Salesforce project is creating proteins with generative AI
Artificial proteins are as good as the natural onesBy Alfonso Maruccia
Why it matters: Generative AI technology can be much more than a mere threat to the livelihood of countless artists and writers. According to Salesforce, a perfectly trained ML algorithm can help with the creation of artificial proteins useful for healthcare or environmental sustainability.
Salesforce Research has been working on an innovative bio-application for artificial intelligence algorithms. ProGen is an AI model designed to create synthetic proteins. It was trained with hundreds of millions of protein sequences in textual form resulting in artificial proteins that are as efficient as the natural ones at removing waste.
ProGen has been featured in this month's edition of Nature Biotech, where the researchers also described how the first known 3D structure of an artificial protein was fully designed by an AI system.
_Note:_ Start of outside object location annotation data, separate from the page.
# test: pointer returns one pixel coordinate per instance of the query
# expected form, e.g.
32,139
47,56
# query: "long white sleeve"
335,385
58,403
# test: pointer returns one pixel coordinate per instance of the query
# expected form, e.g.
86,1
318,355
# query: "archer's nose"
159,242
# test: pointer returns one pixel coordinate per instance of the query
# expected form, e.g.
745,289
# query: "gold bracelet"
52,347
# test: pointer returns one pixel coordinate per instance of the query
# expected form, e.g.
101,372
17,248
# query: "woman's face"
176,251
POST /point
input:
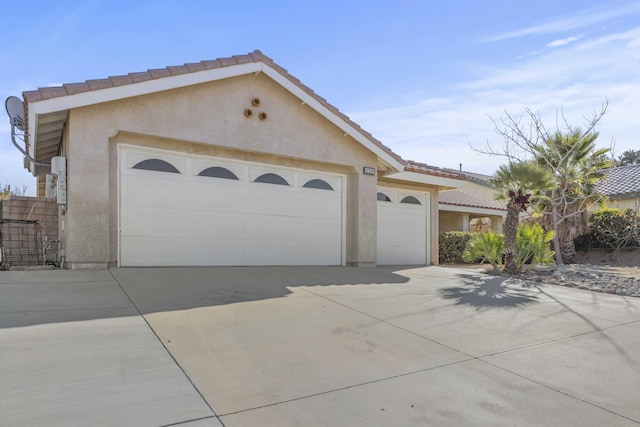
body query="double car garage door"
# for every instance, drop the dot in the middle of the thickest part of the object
(178, 210)
(191, 211)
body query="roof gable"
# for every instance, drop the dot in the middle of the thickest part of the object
(54, 100)
(620, 182)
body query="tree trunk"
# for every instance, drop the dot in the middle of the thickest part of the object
(510, 233)
(569, 255)
(554, 226)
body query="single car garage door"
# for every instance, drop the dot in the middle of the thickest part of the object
(402, 227)
(179, 210)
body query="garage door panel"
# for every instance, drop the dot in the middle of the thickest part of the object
(402, 230)
(177, 219)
ProGen is a language model that can "generate protein sequences with a predictable function across large protein families," just like ChatGPT can put different chunks of text together to get "grammatically and semantically correct natural language sentences on diverse topics."
The new AI model was trained on 280 million protein sequences from more than 19,000 families, the researchers said, and it has been "augmented" with control tags containing protein properties. With enough homologous samples from different protein families, ProGen can be further fine-tuned to "improve controllable generation performance of proteins."
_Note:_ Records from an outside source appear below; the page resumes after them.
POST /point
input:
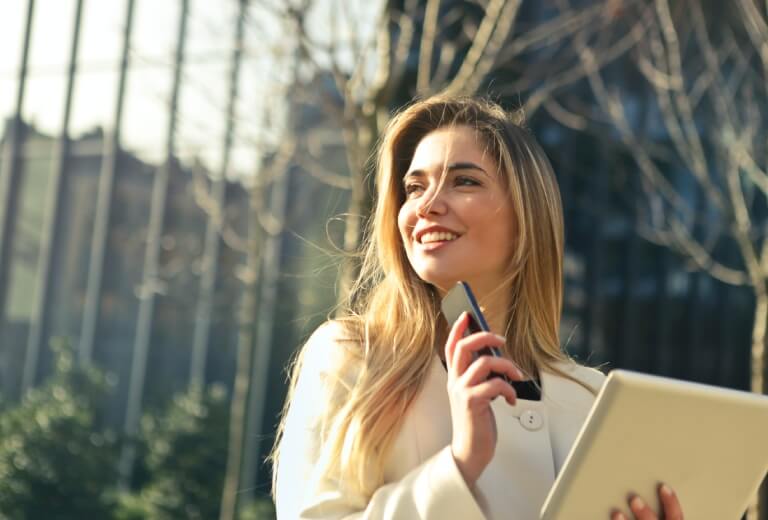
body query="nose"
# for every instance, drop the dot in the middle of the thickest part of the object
(432, 203)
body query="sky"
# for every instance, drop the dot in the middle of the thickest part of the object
(263, 85)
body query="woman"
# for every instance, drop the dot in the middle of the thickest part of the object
(389, 414)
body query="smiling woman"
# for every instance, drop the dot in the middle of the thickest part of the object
(375, 426)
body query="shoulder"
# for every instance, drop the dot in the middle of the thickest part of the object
(330, 352)
(574, 375)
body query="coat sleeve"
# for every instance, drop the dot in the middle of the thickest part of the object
(434, 489)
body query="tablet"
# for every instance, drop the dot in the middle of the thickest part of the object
(710, 444)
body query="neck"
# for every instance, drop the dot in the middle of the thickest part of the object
(494, 303)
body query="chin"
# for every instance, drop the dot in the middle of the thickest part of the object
(440, 282)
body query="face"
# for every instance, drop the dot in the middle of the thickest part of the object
(456, 222)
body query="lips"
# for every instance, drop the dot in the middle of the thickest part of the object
(435, 234)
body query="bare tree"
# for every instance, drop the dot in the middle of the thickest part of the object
(705, 75)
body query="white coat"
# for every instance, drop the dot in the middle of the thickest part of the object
(422, 480)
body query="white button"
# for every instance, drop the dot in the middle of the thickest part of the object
(531, 420)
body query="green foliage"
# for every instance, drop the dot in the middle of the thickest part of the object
(186, 450)
(54, 461)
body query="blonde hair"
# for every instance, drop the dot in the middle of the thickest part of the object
(392, 320)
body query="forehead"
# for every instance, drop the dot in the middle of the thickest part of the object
(448, 145)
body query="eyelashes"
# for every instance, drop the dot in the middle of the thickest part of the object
(458, 181)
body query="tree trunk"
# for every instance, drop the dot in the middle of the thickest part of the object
(758, 509)
(239, 403)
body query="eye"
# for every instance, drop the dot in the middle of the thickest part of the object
(463, 180)
(412, 188)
In other words, ProGen's generative AI gives researchers the ability to design highly-tailored proteins "with desired properties" by using a controllable tool. ProGen "learned" protein synthesis rules by looking at the protein sequence database, and it was capable of generating a bunch of proteins that researches later tested for their actual antibacterial properties in a lab.
According to Salesforce, test results showed that 73 percent of artificial proteins generated by ProGen were "functional" compared to 59 percent of natural proteins.
ProGen shows how scientists can develop a "proactive approach" to protein design, Salesforce said. In the future, the company hopes this new approach could help speed up the development of "treatments for diseases" and enzymes with industrial or environmental applications. Plastic-eating proteins, another potential application, could be a game changer.
Salesforce said it is already leveraging the ProGen generative model to identify "potential treatments" for neurological and autoimmune disorders such as rheumatoid arthritis and multiple sclerosis.